Is it always better to cough up and get private treatment? Here's what to expect if you're considering ditching the NHS.
What is private healthcare?
Everyone in the UK has a right to free healthcare, provided through the National Health Service (NHS). Some people opt to pay for private medical treatment out of their own pocket. This is known as private healthcare. You can choose to pay for private healthcare through medical insurance, or pay yourself on an ad-hoc basis each time you use private healthcare services.
Why pay for healthcare?
People choose private healthcare for many reasons:
- To avoid long NHS waiting lists for specific treatments;
- The medical treatment required is not available on the NHS;
- The accommodation is more comfortable and often includes an en suite bedroom and TV;
- Nursing care, operating theatre and intensive care treatment is included.
Normally you can choose the hospital and specialist that treats you. Expenses are covered for overnight stays or longer (in-patient coverage) and day-patient coverage (day stays hospital).
So where's the catch?
Going private might seem more lavish than toughing it out on a no-frills NHS ward, but there are drawbacks:
- Private medical insurance only covers curable, short-term illness or injury, so inevitably some illnesses or treatments will never be covered;
- A standard or basic scheme should cover in-patient/daycare treatment, emergency dental work and pregnancy complications, but won't normally cover routine maternity or dental costs.
Many common conditions are not covered by private medical insurance. These include:
- Self-inflicted states - drug abuse, self-inflicted injury, normal pregnancy and injuries arising from high risk hobbies;
- Kidney dialysis, organ transplant, gender reassignment, cosmetic and fertility treatment, outpatient medication and dressings.
Most private healthcare insurers now strongly recommend you call their helplines before embarking on a course of treatment and incurring costs. Most insurers provide a client pack, which includes an insurance certificate, claims forms and a helpline card with relevant contact numbers listed. Costs for outpatient treatment can be redeemed through claims forms.
How much information will I have to disclose?
When applying for medical insurance you can opt for medical history declaration cover, or moratorium cover. To obtain medical history declaration cover you will need to fill out a form detailing your medical history. Moratorium cover does not require a medical, but the insurance company may decide not to cover any existing medical condition spanning the last two to five years.
So how much does it all cost?
Any plan agreed between you and a medical insurer should suit your individual needs, so prices vary a lot from plan to plan. As a rough average, private medical insurance works out at £1,000 per year. You will often be offered a choice between basic, medium and advanced healthcare plans. On minimum cover you can expect to pay around £40 to £50 per month, medium plans average £50 to £60 per month, and advanced plans can cost anything upwards of £65 each month.

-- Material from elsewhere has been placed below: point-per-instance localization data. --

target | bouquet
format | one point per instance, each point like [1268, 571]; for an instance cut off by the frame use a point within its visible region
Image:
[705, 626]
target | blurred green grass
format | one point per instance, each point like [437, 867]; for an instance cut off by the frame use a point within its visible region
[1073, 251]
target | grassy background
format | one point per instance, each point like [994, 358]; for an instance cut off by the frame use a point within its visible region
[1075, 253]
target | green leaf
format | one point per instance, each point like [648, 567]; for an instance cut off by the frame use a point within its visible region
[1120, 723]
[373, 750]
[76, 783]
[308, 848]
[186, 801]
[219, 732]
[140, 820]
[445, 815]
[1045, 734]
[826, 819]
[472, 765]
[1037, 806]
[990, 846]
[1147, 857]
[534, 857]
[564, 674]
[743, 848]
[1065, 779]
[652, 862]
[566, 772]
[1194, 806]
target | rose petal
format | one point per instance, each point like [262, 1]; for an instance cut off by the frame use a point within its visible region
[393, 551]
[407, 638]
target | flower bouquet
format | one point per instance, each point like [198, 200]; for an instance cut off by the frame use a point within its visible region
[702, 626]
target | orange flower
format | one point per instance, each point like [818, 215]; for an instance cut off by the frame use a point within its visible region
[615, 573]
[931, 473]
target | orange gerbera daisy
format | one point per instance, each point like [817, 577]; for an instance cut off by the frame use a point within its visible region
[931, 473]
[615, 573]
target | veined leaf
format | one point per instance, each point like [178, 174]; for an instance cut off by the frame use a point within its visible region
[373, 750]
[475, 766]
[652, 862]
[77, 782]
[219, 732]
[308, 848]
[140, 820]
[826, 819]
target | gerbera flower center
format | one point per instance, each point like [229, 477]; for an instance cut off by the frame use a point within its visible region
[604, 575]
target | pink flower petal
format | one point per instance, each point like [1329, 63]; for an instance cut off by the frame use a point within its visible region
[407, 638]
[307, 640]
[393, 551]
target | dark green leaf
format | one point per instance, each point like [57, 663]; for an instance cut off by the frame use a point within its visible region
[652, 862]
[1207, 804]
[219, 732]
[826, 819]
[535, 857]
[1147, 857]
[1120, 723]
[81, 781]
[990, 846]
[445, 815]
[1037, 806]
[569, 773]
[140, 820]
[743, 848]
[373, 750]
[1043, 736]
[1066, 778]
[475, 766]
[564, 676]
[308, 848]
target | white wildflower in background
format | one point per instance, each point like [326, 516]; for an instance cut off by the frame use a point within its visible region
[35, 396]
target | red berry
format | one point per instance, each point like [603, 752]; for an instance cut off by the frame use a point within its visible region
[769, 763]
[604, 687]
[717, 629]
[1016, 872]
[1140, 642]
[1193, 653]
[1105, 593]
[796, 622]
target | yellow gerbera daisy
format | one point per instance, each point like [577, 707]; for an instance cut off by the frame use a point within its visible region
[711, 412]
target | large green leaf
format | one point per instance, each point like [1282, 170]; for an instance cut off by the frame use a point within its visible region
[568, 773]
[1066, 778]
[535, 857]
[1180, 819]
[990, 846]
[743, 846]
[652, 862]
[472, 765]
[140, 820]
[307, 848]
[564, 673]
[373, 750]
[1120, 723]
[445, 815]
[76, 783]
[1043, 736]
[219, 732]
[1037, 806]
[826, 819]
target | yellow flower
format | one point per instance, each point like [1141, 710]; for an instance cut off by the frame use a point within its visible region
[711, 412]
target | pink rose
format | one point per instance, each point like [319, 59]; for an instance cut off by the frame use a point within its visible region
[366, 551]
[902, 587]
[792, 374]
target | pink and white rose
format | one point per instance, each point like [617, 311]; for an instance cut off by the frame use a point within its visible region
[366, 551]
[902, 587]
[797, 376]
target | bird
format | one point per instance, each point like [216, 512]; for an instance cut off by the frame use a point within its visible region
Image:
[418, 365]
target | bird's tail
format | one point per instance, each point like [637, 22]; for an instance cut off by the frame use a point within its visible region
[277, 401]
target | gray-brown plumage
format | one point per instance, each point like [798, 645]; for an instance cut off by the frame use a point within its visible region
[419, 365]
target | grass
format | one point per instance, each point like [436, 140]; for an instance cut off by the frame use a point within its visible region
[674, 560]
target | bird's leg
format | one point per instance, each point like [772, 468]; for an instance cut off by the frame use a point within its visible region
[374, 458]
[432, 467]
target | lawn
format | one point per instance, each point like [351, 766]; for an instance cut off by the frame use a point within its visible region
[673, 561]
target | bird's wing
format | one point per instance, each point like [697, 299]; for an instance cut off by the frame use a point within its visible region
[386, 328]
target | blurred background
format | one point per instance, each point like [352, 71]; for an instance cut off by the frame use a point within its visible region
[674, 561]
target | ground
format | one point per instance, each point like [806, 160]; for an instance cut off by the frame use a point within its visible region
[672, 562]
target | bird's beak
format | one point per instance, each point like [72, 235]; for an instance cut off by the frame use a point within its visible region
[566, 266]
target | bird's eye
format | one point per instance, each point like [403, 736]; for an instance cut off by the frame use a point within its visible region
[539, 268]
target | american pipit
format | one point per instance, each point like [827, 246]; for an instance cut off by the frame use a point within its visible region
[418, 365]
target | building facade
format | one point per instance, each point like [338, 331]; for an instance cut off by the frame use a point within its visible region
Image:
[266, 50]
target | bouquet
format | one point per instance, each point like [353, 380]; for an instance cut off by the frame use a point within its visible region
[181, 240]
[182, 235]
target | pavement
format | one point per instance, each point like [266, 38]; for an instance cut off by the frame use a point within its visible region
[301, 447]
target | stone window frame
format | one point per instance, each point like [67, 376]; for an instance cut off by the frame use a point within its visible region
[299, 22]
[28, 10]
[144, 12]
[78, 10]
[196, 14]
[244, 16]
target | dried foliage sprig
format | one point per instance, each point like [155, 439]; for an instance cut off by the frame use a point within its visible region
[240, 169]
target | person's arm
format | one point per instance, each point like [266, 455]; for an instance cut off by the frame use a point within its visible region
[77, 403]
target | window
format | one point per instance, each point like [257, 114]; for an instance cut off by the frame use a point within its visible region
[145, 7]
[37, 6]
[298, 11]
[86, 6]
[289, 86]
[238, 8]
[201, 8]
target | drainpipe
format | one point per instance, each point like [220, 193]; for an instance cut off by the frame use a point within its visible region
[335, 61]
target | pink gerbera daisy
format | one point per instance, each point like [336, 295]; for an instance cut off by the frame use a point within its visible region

As you'd expect, the pricier plans generally cover all health costs for major or minor operations, whereas on a cheaper health plan you may have to absorb up to 50% of treatment costs yourself, or reclaim any money you are entitled to through the claims form process.
Can I get it through work?
Many employers offer their staff the option of private healthcare through reputable private medical care organizations. The employer usually pays for the cost of a corporate medical care scheme. Your employer's HR department or intranet should be able to tell you what options and services are available.
Going abroad for treatment
With private healthcare in the UK often costing more than most of us can afford, a growing number of Brits are heading for sunnier climes to get their treatment abroad.
Routine dental treatments in France, such as fillings and crown replacements, are cheap procedures when compared to UK rates and cost well under £100. Most cosmetic breast surgeries are up to £2,000 cheaper on the Continent, particularly in Spain and Germany.